Com museus fechados, usuários imitam arte nas redes sociais

Algumas das recriações publicadas pelo Tussen Kunst en Quarantaine
Algumas das recriações publicadas pelo Tussen Kunst en Quarantaine

Tussen Kunst en Quarantaine. A expressão vem do holandês, mas invadiu as redes sociais em todo o mundo em isolamento. Agora, se os museus não podem receber o público fisicamente, a “arte caseira” lá entra, ao lado dos grandes mestres que a inspira.

Há alguns dias, o Getty Museum, na Califórnia, publicou dez das recriações mais notáveis. O desafio, proposto nas redes sociais do museu californiano no fim de março, era simples: “1. Escolha a sua obra de arte favorita; 2. Encontre três coisas que estejam na sua casa; 3. Recrie a obra com esses itens”.

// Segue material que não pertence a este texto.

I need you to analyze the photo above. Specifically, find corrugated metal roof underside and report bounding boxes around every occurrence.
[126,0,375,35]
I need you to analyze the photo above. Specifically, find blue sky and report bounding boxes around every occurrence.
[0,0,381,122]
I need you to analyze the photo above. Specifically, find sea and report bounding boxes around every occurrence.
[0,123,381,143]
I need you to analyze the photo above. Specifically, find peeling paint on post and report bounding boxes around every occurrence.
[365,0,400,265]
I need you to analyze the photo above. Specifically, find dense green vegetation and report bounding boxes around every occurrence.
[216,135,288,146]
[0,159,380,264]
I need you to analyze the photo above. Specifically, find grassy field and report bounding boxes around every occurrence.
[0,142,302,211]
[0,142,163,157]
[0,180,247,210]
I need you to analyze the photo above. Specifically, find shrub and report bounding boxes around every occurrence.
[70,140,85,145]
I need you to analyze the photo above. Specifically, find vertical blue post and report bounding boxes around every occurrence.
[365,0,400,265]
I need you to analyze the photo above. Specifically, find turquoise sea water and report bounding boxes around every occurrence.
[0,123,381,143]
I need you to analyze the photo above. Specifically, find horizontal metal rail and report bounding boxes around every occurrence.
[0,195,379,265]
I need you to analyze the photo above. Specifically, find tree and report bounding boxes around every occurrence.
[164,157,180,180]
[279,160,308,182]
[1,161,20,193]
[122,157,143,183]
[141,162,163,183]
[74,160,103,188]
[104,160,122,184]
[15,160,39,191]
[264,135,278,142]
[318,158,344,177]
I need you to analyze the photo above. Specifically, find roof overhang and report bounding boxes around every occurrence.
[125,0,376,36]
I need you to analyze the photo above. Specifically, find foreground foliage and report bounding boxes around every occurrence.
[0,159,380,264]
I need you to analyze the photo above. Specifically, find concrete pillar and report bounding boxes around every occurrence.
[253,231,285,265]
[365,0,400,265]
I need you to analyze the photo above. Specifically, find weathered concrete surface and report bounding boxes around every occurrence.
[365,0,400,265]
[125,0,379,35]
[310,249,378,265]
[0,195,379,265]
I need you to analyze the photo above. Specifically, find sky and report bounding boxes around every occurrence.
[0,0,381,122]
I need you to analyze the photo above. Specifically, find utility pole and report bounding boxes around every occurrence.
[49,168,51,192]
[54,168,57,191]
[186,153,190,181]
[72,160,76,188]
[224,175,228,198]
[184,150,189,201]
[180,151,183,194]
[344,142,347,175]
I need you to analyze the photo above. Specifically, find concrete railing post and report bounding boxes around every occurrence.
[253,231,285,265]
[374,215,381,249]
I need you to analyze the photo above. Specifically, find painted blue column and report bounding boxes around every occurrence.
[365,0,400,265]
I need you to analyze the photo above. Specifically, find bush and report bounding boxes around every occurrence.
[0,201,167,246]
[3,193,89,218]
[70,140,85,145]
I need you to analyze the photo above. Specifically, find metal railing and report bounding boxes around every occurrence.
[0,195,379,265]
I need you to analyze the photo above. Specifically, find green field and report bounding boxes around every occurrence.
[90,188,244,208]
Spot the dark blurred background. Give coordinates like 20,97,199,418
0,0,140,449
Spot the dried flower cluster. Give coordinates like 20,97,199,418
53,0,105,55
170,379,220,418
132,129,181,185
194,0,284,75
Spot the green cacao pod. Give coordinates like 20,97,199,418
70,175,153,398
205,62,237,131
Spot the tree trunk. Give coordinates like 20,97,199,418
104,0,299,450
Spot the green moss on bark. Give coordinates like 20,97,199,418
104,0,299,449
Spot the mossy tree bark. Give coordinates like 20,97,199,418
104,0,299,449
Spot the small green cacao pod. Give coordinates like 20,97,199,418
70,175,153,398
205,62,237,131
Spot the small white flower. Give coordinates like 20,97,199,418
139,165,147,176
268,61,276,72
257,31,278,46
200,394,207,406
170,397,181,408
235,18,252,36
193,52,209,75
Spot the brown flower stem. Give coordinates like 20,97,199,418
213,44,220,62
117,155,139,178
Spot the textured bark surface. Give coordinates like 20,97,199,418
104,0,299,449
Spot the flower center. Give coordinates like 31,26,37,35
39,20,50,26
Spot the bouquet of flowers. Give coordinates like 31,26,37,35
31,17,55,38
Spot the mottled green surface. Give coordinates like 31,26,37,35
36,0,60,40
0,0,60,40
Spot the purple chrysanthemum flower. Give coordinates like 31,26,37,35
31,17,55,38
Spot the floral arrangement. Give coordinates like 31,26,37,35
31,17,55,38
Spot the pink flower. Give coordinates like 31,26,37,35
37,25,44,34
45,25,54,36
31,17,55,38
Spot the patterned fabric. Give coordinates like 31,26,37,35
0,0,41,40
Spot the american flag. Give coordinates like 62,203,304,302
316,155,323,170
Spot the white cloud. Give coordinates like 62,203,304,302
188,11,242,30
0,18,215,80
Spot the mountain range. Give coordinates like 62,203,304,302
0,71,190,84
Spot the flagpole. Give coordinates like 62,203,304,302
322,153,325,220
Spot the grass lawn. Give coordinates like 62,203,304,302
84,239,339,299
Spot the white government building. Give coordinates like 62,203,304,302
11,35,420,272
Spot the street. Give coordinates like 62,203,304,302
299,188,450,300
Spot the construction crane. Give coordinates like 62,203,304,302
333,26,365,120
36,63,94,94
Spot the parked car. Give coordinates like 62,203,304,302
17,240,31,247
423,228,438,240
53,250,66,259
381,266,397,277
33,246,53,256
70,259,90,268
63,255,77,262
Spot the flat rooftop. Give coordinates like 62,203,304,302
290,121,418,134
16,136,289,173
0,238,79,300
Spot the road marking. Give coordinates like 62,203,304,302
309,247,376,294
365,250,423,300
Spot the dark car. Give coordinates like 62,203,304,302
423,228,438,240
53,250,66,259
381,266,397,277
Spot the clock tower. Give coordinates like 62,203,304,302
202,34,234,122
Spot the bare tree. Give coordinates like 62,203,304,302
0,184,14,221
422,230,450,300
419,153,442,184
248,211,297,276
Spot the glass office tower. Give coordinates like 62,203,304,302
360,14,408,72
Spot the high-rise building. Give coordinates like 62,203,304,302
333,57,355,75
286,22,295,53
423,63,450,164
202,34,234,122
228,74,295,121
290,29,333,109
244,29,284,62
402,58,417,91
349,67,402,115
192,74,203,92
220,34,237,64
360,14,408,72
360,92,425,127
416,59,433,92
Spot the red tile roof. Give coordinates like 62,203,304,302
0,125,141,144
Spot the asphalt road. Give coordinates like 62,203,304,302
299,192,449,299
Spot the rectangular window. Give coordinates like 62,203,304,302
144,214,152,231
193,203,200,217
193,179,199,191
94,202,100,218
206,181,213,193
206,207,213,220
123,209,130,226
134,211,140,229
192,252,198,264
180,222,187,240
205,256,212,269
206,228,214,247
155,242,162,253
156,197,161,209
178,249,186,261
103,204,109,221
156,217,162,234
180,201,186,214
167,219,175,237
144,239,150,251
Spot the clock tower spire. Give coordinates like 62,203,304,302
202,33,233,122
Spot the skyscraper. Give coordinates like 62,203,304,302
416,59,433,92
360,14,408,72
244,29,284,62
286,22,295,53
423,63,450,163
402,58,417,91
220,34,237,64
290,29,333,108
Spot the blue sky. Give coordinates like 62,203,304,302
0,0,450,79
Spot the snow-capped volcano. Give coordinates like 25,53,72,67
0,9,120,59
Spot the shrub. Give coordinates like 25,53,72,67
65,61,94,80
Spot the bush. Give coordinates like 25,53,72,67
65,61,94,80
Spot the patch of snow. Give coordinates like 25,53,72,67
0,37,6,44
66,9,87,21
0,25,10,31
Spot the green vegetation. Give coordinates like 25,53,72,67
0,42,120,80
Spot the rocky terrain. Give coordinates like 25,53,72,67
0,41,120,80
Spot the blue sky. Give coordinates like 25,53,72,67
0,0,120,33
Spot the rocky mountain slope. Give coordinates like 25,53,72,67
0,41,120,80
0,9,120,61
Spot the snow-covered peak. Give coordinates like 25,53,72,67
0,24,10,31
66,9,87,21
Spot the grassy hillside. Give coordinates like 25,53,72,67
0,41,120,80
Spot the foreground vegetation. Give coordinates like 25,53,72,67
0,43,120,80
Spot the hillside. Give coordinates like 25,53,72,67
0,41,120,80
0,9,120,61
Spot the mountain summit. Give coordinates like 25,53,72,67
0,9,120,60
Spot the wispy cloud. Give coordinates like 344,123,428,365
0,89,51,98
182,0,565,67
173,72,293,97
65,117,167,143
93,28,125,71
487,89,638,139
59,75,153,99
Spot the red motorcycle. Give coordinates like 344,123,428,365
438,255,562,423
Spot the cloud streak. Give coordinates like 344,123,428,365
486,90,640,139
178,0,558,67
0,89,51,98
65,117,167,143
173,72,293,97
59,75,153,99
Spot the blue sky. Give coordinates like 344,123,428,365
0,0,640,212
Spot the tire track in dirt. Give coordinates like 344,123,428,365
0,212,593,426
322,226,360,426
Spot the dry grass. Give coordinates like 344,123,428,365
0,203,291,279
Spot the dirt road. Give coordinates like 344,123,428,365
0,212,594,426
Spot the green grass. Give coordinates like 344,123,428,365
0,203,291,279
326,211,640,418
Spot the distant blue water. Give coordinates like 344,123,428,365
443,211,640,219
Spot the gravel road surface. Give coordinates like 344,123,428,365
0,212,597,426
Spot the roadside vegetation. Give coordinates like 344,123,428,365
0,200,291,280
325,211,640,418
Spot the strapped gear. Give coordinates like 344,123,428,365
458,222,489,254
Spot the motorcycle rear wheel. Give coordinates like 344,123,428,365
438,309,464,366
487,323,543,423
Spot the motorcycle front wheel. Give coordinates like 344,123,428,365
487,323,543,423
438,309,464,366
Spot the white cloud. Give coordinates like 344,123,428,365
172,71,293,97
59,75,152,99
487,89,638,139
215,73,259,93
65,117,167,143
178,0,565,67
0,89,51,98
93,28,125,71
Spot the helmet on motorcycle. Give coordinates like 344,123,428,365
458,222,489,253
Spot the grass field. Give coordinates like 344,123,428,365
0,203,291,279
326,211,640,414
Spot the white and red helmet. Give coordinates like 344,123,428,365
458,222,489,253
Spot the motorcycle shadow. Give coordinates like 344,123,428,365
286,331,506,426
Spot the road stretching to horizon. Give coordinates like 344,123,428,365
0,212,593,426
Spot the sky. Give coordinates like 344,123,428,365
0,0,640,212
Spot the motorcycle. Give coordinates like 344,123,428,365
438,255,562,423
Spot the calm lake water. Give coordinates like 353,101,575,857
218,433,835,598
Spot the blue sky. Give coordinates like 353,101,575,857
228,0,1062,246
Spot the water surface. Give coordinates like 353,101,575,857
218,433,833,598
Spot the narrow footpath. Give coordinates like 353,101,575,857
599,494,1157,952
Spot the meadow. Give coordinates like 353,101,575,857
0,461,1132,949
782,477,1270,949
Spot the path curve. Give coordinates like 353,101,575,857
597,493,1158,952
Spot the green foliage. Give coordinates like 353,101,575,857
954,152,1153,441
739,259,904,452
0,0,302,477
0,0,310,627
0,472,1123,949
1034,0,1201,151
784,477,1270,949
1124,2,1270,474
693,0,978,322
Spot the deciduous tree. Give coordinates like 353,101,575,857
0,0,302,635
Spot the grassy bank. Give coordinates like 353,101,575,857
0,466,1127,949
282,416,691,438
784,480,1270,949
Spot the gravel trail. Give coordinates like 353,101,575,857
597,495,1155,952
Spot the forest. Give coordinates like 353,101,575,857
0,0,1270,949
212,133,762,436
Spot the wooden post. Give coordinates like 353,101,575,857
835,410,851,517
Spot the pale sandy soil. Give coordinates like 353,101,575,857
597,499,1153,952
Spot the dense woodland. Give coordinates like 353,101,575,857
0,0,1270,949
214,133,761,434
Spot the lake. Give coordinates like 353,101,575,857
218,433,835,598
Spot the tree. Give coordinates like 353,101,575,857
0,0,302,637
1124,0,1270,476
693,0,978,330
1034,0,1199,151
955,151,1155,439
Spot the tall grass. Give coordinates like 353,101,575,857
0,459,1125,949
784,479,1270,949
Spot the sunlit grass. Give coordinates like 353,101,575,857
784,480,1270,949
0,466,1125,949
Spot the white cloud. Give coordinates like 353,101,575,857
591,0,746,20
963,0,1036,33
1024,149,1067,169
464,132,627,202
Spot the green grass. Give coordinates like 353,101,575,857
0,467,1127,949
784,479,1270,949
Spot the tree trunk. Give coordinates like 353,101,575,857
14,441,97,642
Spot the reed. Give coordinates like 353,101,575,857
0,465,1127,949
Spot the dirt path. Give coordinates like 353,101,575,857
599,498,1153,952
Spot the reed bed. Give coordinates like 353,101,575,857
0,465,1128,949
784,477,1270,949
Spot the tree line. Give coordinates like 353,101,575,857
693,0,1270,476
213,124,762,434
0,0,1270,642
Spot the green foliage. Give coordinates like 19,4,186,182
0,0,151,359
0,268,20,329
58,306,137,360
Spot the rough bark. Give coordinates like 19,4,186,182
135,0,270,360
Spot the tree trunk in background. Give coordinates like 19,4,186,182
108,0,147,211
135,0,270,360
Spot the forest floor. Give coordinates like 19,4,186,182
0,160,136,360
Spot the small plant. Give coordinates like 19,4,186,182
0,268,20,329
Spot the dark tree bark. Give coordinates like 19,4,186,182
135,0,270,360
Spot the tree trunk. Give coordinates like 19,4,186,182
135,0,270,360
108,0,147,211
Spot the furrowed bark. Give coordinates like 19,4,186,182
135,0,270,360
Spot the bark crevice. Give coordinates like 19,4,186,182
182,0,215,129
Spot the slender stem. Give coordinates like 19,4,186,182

Ao Yahoo Lifestyle, a responsável pelas redes sociais do Getty, Sarah Waldorf, contou que as caixas de entrada do museu foram “inundadas” com recriações das obras de arte desde o anúncio do desafio, que ficou conhecido como “Getty Museum challenge” (ou “desafio do Getty Museum”, em português).

Porém, a história começou algum tempo antes, no começo da quarentena na Europa, ainda no início de março. Algures, um grupo de amigos holandeses conversava e levantou-se a possibilidade de criar um novo desafio. Nascia assim, a 14 de março, o perfil Tussen Kunst en Quarantaine (Entre Arte e Quarentena), cuja primeira postagem seria a conversa que levou à sua génese.

Pouco mais de um mês desde a conceção do projeto, a conta no Instagram já recebeu e publicou mais de 500 recriações de obras de arte e conta com quase 240 mil seguidores. A célebre “Rapariga com o Brinco de Pérola”, do holandês Johannes Vermeer, interpretada por Anneloes Officier, é a cara deste perfil e, não por acaso, uma das obras mais recriadas pelo público.

Mas não se surpreenda se a rapariga tiver barba: alguns homens também decidiram recriar a clássica pintura do século XVII. Já outras rendições fogem do corpo humano. Pedaços de torrada, bananas, macarrão e cascas de cenoura formam as feições da jovem. O brinco também segue a mesma lógica, é uma ervilha.

No dia seguinte, após o surgimento da página, o Rijksmuseum de Amesterdão encontrou a recriação de Officier a segurar um alho como brinco, passando a segui-la. Deste então, outros “seguidores ilustres”, como definiu a jornalista da Folha de S. Paulo Vanessa Henriques, juntaram-se à lista, como o Museu de Orsay e o Louvre.

Os itens usados nas fotografias também são inventivos. Alhos servem como brinco, luvas formam gansos, uma ventoinha faz a vez de um leque, e até os Legos emulam o não cachimbo de Magritte.